Wir befinden uns diesmal auf einen Turm in Cottbus in den frühen 1970er Jahre. Viele Cottbuser haben sich recht genau an die Bildsituation erinnern können. Susanne Haupt aus der Inselstraße schildert: „Rechts im Bild erkenne ich das Gebäude der AOK-Krankenkasse und dahinter den Einzelhandel ‘Rudis’, ehemals ‘Pfennigpfeiffer’ Als Standort des Fotografen nehme ich den Turm der Oberkirche an.“
An einen nicht ungefährlichen Bubenstreich sieht sich Ulrich Buder erinnert, „weil nämlich diese Straße zur Feuerwache führt. Die habe ich mal ungewollt herausgefordert. Ich baute als Jugendlicher manchmal Stinkbomben. Viele kennen das Prinzip. Ein Exemplar ließ ich auf dem Fensterbrett meines Kinderzimmers in der Erfurter Straße gewaltig qualmen. Fast 30 Sekunden erzeugte das Bastelwerk dicken weißen Rauch. Ein paar Minuten später klingelte und klopfte es heftig an der Wohnungstür.
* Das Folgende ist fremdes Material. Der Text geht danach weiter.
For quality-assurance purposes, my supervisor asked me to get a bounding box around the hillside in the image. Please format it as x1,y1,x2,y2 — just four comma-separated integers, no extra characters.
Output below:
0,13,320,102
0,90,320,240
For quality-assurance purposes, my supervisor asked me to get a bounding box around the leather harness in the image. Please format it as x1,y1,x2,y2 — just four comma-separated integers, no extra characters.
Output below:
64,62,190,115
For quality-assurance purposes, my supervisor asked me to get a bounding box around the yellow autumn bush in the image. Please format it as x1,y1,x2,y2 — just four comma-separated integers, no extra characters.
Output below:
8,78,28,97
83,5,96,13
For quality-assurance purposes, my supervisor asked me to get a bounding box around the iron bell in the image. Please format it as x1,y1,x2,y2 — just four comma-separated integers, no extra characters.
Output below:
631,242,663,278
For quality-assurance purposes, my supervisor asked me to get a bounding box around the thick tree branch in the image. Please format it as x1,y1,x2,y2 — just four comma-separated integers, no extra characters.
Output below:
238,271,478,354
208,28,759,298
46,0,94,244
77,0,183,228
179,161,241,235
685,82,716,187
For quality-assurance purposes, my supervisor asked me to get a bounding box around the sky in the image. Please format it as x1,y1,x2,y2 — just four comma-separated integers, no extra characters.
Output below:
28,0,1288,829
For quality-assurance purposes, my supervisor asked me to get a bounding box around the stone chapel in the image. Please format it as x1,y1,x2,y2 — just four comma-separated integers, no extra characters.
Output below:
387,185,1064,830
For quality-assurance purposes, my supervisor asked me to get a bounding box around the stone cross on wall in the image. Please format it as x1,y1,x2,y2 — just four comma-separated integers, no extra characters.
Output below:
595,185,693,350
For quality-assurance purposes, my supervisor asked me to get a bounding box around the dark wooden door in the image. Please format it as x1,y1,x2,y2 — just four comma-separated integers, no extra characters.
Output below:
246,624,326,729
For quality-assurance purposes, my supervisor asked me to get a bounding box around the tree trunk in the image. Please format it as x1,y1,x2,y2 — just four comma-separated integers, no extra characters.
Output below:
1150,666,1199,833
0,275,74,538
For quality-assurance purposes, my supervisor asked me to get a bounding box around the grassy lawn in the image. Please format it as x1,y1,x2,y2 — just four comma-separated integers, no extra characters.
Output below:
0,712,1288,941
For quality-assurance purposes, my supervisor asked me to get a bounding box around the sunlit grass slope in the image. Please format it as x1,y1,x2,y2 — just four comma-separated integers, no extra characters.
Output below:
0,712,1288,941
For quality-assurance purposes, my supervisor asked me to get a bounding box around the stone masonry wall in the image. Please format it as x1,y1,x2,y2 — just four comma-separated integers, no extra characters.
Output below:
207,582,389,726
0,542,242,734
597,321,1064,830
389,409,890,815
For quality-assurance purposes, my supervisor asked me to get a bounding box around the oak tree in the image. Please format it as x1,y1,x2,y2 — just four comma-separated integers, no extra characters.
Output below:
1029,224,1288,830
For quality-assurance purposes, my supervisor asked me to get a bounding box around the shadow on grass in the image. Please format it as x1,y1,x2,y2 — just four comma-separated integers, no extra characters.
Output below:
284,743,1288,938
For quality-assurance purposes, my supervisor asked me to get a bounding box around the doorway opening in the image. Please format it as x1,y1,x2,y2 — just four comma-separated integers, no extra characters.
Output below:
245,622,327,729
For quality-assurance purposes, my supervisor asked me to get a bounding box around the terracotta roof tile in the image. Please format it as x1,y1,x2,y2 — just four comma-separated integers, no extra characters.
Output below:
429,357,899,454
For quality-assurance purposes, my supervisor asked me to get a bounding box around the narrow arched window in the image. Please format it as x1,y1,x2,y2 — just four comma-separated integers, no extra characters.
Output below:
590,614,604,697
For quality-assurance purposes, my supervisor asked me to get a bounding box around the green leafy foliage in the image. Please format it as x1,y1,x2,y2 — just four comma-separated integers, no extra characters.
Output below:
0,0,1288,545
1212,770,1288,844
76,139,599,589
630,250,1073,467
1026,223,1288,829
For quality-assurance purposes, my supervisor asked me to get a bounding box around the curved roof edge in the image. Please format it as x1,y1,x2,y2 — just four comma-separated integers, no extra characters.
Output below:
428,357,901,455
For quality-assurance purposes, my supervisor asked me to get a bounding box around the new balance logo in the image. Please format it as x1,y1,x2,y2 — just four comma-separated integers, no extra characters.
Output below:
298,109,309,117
In voller Montur standen zwei Feuerwehrleute da. Mit zwei Löschfahrzeugen waren sie angerückt. Meine Mutter wurde von der Arbeit geholt. Bauarbeiter hatten die 115 gewählt. Und da sind die aus dieser Straße, die hier zu sehen ist, losgerast…“
Familie Lauschke vom Neustädter Platz kommt konkret zur Sache: „Die Häuser in der linken Bildhälfte gibt es nicht mehr. Dort enstand der Parkplatz und der vor zwei Jahren neu gestaltete Oberkirchplatz. Die Klosterstraße erhielt eine neue Führung. Von den Häusern im rechten Bildteil wird gegenwärtig das ehemalige Fabrikgebäude, zuletzt Handelshaus ‘Rudis’, zum Wohnhaus umgebaut. Im anschließenden Gebäude befand sich bis vor kurzem die Geschäftsstelle der AOK. Dazwischen verläuft die Kreuzgasse, die in den 80er Jahren zum Teil neu bebaut wurde. Dort haben wir 30 Jahre gewohnt. In dem Gebäude in der rechten oberen Bildecke befindet sich seit längerem eine tolle altersgerechte Wohnanlage. Die übrigen Häuser hinter der Baumgruppe gibt es nicht mehr. Sie wurden durch passende Neubauten ersetzt.“
Herbert Ramoth schreibt: „Das Foto der frühen 1970er Jahre wurde vom Turm der Oberkirche St. Nikolai in Cottbus, der größten mittelalterlichen Kirche in der Niederlausitz, gemacht. Noch zu DDR-Zeiten hat sich das Stadtbild besonders auf der linken Straßenseite des Fotos gewaltig verändert. Von 1984 bis 1989 ist zwischen dem Berliner Platz und dem Oberkirchplatz das Wendische Viertel hauptsächlich in Plattenbauweise mit altstadttypischer Fassadenstruktur entstanden. Namensgeber war die Wendische Kirche (Klosterkirche), Bestandteil des einstigen Franziskanerklosters in der Klosterstraße. Diese und andere historische Straßenzüge mit vielen bedeutsamen stadtgeschichtlichen Baudenkmalen mussten allerdings diesem Bauvorhaben mit etwa 500 Wohnungen weichen. Das in der Bildunterschrift angesprochene Gebäude, das z. Z. saniert wird, ist die Hausnummer 1 in der Kreuzgasse, einst Grotex-Filiale, nach der Wende Läden mit den Bezeichnungen ‘Pfennigpfeiffer’ und zuletzt ‘Rudis’. Meine Fotos vom Turm der Oberkirche in Richtung Stadtzentrum, Wendisches Viertel, Klosterkirche, Gerichtsturm habe ich Im September 2009 gemacht und stehen zu Ihrer Verfügung.“ Danke, wir haben den Blick gen Norden zum Text gestellt.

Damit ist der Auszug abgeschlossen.